What's even better is that there are programs which you can give a description of a grammar, and a list of instructions about what to do with each part (in a sense attaching a "meaning" to each production) and the program will write the parser for you. The program will parse the sentence, find the structure, and run your instructions on each part of the structure. This kind of program is called a parser-generator or compiler-compiler.
This kind of language analysis was invented for automatic analysis of natural language (such as English) but it turns out that this is most useful for analyzing computer languages. A language designer can write a grammar which captures his new language, then run it through the parser-generator to get a program which parses his language, and translates, interprets, compiles, executes, etc if he wants.

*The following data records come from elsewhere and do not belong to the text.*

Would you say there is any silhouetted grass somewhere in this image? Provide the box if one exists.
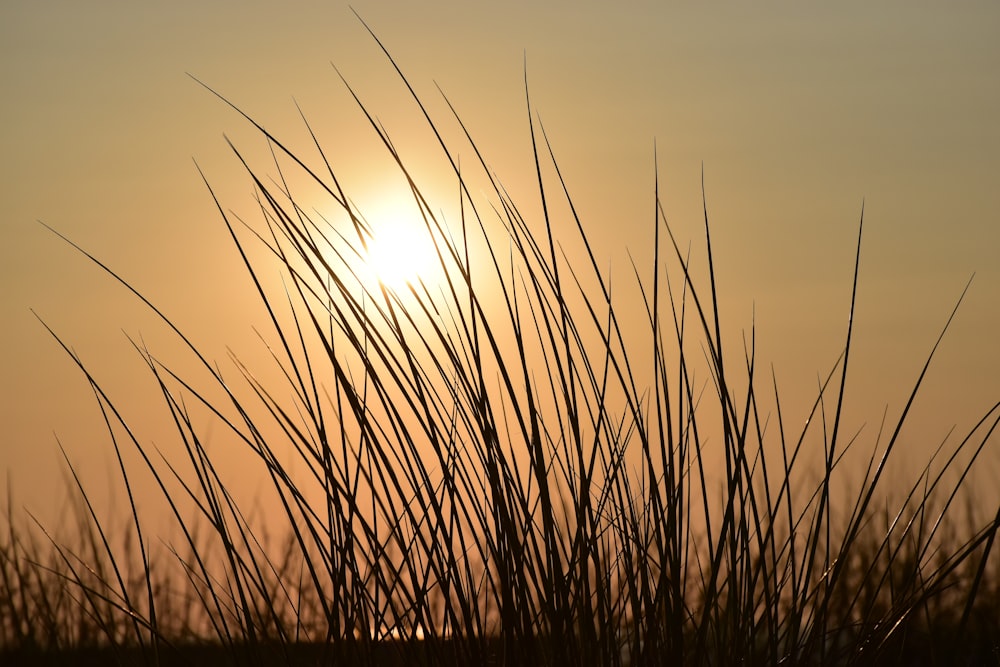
[0,23,1000,665]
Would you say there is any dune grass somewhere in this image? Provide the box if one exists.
[0,24,1000,665]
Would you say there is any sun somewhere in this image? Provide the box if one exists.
[362,200,437,292]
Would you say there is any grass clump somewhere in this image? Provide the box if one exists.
[0,26,1000,665]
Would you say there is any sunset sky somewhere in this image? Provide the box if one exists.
[0,0,1000,514]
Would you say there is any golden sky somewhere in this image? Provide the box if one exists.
[0,0,1000,520]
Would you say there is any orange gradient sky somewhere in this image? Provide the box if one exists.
[0,0,1000,514]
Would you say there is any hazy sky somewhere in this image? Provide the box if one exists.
[0,0,1000,524]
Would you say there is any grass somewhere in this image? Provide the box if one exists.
[0,23,1000,665]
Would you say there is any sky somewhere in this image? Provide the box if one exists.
[0,0,1000,528]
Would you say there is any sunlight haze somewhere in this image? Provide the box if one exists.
[0,0,1000,517]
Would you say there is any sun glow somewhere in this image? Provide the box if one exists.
[363,197,438,292]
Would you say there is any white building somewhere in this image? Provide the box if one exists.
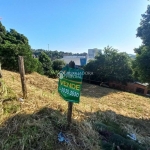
[88,48,101,59]
[61,48,101,66]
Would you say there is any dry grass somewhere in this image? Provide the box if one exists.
[0,70,150,150]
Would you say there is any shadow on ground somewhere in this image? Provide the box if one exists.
[0,107,150,150]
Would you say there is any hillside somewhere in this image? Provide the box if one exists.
[0,70,150,150]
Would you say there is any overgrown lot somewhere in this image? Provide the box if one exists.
[0,70,150,150]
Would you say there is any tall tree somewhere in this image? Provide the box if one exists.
[133,5,150,83]
[39,52,54,77]
[0,22,38,73]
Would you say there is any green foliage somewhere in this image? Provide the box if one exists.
[132,46,150,83]
[85,46,132,82]
[0,22,39,73]
[132,5,150,83]
[32,49,87,60]
[53,59,65,71]
[39,52,54,77]
[136,5,150,46]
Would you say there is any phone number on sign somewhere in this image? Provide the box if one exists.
[60,87,79,97]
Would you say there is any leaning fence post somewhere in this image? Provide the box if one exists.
[18,56,27,98]
[67,61,75,127]
[0,62,3,78]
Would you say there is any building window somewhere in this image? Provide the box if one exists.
[136,88,144,94]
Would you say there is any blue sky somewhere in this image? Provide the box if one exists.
[0,0,149,54]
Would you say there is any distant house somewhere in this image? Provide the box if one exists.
[61,56,87,66]
[61,48,101,66]
[109,82,150,95]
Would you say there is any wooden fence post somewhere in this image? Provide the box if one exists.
[0,62,3,78]
[18,56,27,98]
[67,61,75,127]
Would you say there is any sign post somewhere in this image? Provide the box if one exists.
[58,61,84,126]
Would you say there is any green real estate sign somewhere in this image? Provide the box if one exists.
[58,66,84,103]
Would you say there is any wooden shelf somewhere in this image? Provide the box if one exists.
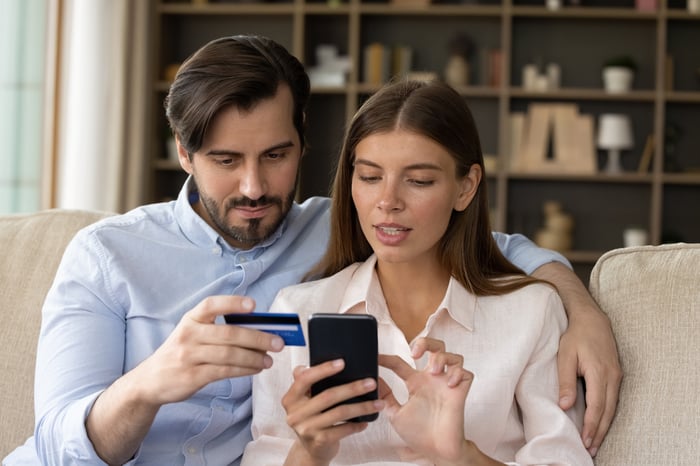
[144,0,700,279]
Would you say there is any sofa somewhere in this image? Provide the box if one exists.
[0,209,700,466]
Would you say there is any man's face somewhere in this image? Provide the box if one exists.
[178,85,302,249]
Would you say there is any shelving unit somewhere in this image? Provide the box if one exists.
[145,0,700,280]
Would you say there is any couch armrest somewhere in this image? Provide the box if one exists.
[0,209,109,458]
[590,244,700,466]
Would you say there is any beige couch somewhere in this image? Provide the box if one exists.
[0,210,700,466]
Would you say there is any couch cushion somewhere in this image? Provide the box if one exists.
[0,209,108,458]
[590,244,700,466]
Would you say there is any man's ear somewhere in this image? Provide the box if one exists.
[175,135,192,175]
[454,163,482,212]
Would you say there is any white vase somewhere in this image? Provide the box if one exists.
[603,66,634,94]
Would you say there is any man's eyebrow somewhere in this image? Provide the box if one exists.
[204,141,294,156]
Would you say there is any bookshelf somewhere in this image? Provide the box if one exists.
[144,0,700,280]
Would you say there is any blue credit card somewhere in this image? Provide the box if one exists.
[224,312,306,346]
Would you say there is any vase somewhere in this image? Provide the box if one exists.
[603,66,634,94]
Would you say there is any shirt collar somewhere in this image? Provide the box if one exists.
[175,175,287,251]
[339,254,478,331]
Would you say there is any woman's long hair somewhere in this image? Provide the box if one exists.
[309,81,538,295]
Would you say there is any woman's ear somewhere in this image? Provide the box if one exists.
[454,163,482,212]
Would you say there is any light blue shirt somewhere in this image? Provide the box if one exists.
[3,177,568,466]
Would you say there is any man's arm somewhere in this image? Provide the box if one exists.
[532,262,622,455]
[85,296,284,464]
[493,232,622,455]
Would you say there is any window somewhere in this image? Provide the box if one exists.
[0,0,48,213]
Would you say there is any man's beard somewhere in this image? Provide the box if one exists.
[199,190,295,247]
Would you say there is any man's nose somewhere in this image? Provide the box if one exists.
[239,162,267,199]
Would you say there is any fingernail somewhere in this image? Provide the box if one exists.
[270,336,284,351]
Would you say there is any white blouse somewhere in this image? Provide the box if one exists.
[242,256,593,466]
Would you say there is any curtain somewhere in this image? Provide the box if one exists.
[55,0,150,212]
[0,0,47,213]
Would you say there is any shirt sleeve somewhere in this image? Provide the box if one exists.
[513,292,593,466]
[493,232,572,275]
[34,230,135,465]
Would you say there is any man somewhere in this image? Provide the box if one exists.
[5,36,620,465]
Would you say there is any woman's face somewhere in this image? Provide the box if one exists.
[352,129,480,264]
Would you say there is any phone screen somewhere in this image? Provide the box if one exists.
[309,313,378,422]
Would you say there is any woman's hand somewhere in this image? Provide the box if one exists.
[379,338,473,464]
[282,359,384,466]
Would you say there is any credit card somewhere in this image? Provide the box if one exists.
[224,312,306,346]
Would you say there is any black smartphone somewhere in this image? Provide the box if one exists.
[309,313,379,422]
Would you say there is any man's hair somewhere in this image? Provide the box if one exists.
[164,35,310,154]
[311,81,536,295]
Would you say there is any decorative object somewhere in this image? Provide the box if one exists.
[637,134,656,173]
[664,121,683,173]
[545,0,561,10]
[603,55,637,94]
[535,201,574,251]
[687,0,700,13]
[635,0,659,11]
[598,113,634,175]
[165,136,180,163]
[547,63,561,90]
[445,34,474,87]
[509,103,597,175]
[523,63,539,90]
[622,226,649,248]
[308,44,352,87]
[522,63,561,92]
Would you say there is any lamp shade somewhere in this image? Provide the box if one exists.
[598,113,634,149]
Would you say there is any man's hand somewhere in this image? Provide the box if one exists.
[85,296,284,464]
[533,262,622,456]
[558,311,622,456]
[133,296,284,405]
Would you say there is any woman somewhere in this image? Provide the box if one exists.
[243,82,592,466]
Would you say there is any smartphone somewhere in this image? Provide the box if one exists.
[309,313,379,422]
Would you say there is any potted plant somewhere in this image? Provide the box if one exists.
[603,55,637,94]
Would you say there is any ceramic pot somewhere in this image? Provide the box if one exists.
[603,66,634,94]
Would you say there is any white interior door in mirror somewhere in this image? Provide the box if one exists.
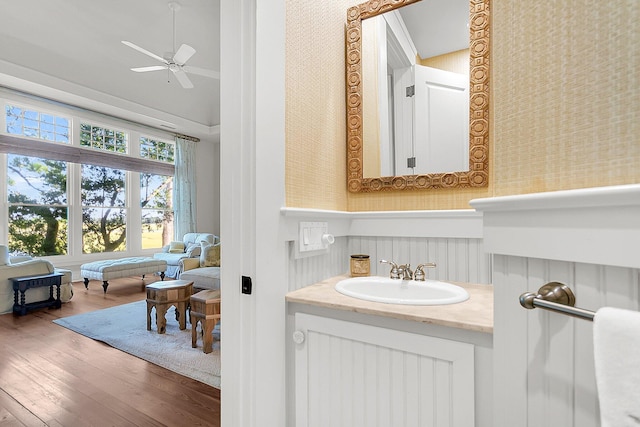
[412,64,469,174]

In fact, in most cases you can't really do this. For instance, balanced parentheses are a context-free language, but a language where it is required to declare all variables before you use them is context-sensitive. The parser is a part of the compiler, but additional logic is required to enforce these other requirements. What you then have to do is write a grammar which captures as much of your language as possible, run that through a parser-generator, then write code which enforces the rest of the requirements (symbol table handler, etc).
We don't generally use context-sensitive grammars because they are much more poorly supported. I don't know if there is an equivalent to an LR(k) parser-generator for context-sensitive languages. Yes, a Turing machine (or linear bound machine) can parse one, but I don't know if there is a general algorithm for turning a context-sensitive grammar into a program for a Turing machine, in the sense that an LR(1) generator makes parse tables for a pushdown machine. My guess is that the tables which underlie the parser would be exponentially larger. In any case, CS students (like myself, back in the day) are usually taught context-free grammars and LR(1) parser generators such as YACC.